Express Scripts disclosed the Justice Department’s requests in a quarterly filing with the Securities & Exchange Commission. The company said it’s cooperating with the DOJ.
The newly disclosed Express Scripts probes aren’t the first DOJ demands for information about PBM-pharma relationships. In a series of financial filings in May, it became clear that the DOJ was looking for information across the industry. Johnson & Johnson ($JNJ), Merck & Co. ($MRK) and Endo International ($ENDP) all said they were being asked for info.
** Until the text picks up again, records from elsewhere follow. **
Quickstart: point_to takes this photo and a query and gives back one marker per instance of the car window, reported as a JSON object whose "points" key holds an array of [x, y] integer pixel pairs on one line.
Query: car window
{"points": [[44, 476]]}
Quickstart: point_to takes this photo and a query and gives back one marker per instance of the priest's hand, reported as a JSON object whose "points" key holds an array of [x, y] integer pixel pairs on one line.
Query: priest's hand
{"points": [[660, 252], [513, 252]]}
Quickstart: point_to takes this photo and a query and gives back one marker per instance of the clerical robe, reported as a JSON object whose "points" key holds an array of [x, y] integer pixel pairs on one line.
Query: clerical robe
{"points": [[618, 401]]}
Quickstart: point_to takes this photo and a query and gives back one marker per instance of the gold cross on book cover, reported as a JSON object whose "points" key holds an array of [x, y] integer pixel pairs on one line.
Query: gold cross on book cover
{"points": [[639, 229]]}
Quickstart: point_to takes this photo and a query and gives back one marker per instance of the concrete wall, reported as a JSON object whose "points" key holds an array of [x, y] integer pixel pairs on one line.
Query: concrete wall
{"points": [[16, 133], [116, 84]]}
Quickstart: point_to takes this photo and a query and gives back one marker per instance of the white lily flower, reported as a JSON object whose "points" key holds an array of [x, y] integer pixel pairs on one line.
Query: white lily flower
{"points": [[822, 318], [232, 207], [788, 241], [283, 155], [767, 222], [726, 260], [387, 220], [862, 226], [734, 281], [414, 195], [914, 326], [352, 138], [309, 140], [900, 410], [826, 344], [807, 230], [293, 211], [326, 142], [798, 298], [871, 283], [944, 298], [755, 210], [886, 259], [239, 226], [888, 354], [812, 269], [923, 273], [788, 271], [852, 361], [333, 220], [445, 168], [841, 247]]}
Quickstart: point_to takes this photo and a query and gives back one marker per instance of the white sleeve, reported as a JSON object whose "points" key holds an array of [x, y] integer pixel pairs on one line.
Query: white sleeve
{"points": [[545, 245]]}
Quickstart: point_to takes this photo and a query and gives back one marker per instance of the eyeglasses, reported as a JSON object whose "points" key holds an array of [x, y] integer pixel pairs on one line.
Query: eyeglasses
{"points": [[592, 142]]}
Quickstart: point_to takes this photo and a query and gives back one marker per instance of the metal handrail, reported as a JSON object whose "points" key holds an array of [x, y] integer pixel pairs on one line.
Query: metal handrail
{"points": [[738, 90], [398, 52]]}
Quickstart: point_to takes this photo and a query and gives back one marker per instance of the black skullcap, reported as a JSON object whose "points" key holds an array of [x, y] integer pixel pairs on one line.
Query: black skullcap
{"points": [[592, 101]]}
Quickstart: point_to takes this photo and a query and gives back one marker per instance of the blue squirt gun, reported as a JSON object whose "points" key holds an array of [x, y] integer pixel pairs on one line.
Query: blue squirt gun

J&J’s Janssen unit received a civil investigative demand for info on its contractual relationships with PBMs in March. That demand covered Jan. 1, 2006 to the present and focused on "certain pharma products,” the company said in its May disclosure to the SEC.
And just three months later, Eli Lilly ($LLY) disclosed a similar demand for information on its contracts with and payments to PBMs. Both the J&J and Lilly requests came from the U.S. Attorney for the Southern District of New York, one of the offices demanding information from Express Scripts.
PBMs have been ratcheting up their demands for discounts in recent years, putting a crimp on pharma sales, particularly in competitive fields such as diabetes. Express Scripts and its fellow PBM behemoth CVS Health ($CVS) recently published new exclusions on their formularies, following up on their vows to pit drugmakers against one another to bring down costs.
The PBMs say they’re a positive force in the healthcare world because they’re playing a part in holding down drug spending. In a recent interview with Modern Healthcare, OptumRx CEO Mark Thierer said pharmas were using price hikes to fuel shareholder value, and PBMs negotiate “to try to talk sense to them.”
For instance, the companies successfully pressed makers of pricey hepatitis C drugs--including Gilead Sciences ($GILD) and AbbVie ($ABBV)--to offer rebates of an estimated 40% to 45% in return for formulary spots and broader access for patients. And because of payer pressure, net price increases on most drugs have slowed considerably, despite big increases in list prices.
But Bresch told Congress that the discount demands create “perverse incentives” to raise prices, and Carter since called PBMs “the man behind the curtain” in drug pricing.
Indeed, PBMs keep their financial relationships with drugmakers--and the insurers and employer clients they serve--close to the vest, calling those deals proprietary.
That secrecy could be coming to an end. Politicians and patient advocates are calling for more transparency from PBMs and drugmakers alike, and obviously, the DOJ is doing the same.